Prepare the mac and cheese:
- Cook the elbow macaroni according to package instructions, then drain.
- While the pasta cooks, heat the butter in a large sauce pan over medium heat. Once melted, sprinkle in the flour and whisk constantly until it's golden brown and bubbly and smells like shortbread, about 1 minute. Remove from heat and add about 1/3 of the milk in a slow steady stream while whisking constantly until the mixture resembles a smooth paste. Whisk in the remaining milk until smooth, and place back over medium heat. Whisk the mixture constantly to prevent burning, and cook until thickened and boiling, about 5-10 minutes longer.
- Remove from heat and stir in the 1 1/2 cups of cheese and butternut squash puree. Add salt and pepper to taste, then add the pasta and stir until combined.
- Place in a greased 8x8" casserole dish and sprinkle with the breadcrumbs and top with the remaining 1/2 cup of cheese.
- Bake until bubbly and golden brown, about 20-30 minutes. If the top browns too quickly, cover with foil greased with cooking spray to prevent sticking.

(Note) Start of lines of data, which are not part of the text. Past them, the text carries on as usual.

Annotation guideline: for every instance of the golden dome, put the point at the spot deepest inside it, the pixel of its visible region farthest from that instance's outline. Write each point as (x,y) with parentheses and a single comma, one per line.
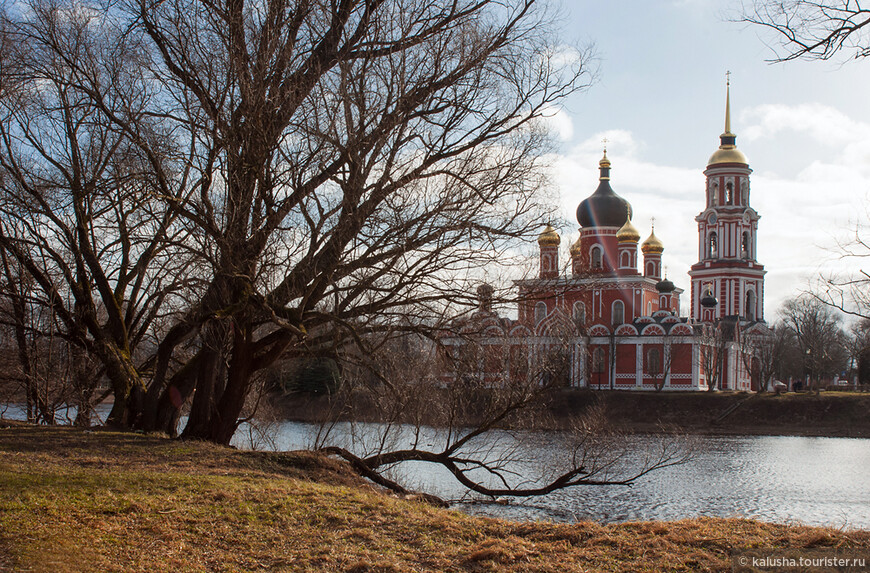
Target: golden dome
(628,233)
(652,244)
(576,247)
(549,237)
(727,155)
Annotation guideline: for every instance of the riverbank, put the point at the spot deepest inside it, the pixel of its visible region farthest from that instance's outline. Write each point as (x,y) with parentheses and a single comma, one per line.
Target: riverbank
(829,414)
(72,500)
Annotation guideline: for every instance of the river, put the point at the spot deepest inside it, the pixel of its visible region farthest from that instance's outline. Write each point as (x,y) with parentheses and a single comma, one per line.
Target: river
(809,480)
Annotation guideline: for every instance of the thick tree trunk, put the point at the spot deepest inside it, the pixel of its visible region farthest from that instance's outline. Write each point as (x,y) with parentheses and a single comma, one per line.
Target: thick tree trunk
(127,385)
(223,425)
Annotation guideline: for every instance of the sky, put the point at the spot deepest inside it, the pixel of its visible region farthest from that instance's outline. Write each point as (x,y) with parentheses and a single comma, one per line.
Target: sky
(659,99)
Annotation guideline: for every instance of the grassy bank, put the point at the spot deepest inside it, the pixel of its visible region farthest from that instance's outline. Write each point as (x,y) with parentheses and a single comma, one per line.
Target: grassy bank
(99,501)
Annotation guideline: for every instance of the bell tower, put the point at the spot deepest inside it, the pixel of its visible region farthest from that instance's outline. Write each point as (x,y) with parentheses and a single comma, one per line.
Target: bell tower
(727,271)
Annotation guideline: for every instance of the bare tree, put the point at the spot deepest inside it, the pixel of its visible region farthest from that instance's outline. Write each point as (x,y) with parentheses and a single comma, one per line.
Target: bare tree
(849,292)
(367,155)
(820,30)
(712,350)
(84,211)
(819,336)
(345,164)
(813,29)
(763,354)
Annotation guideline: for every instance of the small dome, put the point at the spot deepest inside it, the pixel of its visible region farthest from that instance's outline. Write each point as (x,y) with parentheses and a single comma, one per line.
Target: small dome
(665,286)
(652,244)
(604,208)
(576,247)
(727,155)
(549,237)
(628,233)
(708,300)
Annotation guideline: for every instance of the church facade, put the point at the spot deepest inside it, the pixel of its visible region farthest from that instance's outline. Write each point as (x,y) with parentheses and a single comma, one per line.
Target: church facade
(613,319)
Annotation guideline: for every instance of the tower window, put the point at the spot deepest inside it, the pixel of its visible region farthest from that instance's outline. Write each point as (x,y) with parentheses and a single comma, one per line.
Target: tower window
(749,311)
(540,312)
(654,362)
(579,313)
(596,257)
(618,314)
(598,360)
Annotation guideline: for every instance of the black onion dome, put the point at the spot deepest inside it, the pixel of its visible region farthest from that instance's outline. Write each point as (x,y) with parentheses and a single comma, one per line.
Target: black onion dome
(665,286)
(708,300)
(604,208)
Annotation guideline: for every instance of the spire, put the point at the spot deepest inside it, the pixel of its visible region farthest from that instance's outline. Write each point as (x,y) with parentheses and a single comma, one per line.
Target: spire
(728,102)
(727,152)
(604,166)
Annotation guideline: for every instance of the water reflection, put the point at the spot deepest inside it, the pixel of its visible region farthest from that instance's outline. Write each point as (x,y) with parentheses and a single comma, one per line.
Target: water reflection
(818,481)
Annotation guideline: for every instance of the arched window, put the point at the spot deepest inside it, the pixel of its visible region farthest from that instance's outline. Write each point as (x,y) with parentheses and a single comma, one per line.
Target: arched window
(596,257)
(654,362)
(540,311)
(598,360)
(579,313)
(618,313)
(750,303)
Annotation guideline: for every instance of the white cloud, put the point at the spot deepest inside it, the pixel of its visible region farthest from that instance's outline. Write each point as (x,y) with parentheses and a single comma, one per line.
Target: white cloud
(558,122)
(824,124)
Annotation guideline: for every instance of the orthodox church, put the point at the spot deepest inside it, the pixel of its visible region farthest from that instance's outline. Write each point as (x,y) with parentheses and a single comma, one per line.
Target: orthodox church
(612,315)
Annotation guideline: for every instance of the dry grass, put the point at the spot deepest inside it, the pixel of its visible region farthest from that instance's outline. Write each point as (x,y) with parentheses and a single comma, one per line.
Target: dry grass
(76,501)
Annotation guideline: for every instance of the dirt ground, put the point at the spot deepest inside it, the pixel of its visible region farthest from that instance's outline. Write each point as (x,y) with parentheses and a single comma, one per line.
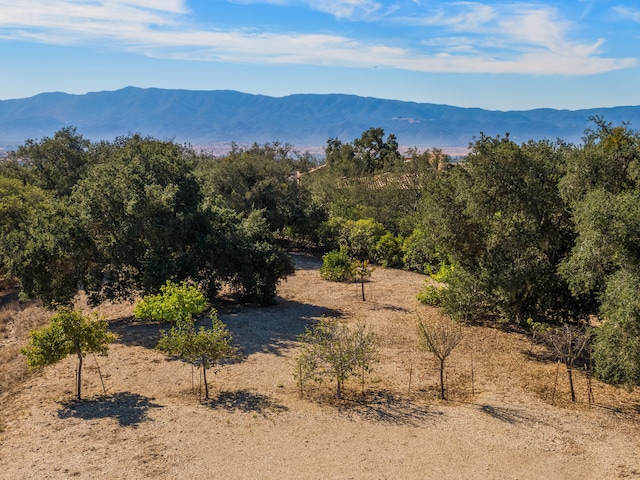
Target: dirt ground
(503,419)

Serve and enjoy!
- I've found canned butternut squash puree at Whole Foods and Trader Joe's stores.
- I used mild cheddar cheese because that's what I had on hand, but fontina, gruyere, white cheddar and many other cheeses would also work well in this recipe.
- If baking in gratin dishes as shown in the photos here, baking time is only 15 minutes or until golden and bubbly.
Amount Per Serving: Calories: 549Total Fat: 23gSaturated Fat: 12gTrans Fat: 0gUnsaturated Fat: 9gCholesterol: 57mgSodium: 494mgCarbohydrates: 65gFiber: 9gSugar: 3gProtein: 24g
Nutrition information is mean to be an estimate only. The numbers will vary based on the quantity consumed, brands used and substitutions that are made.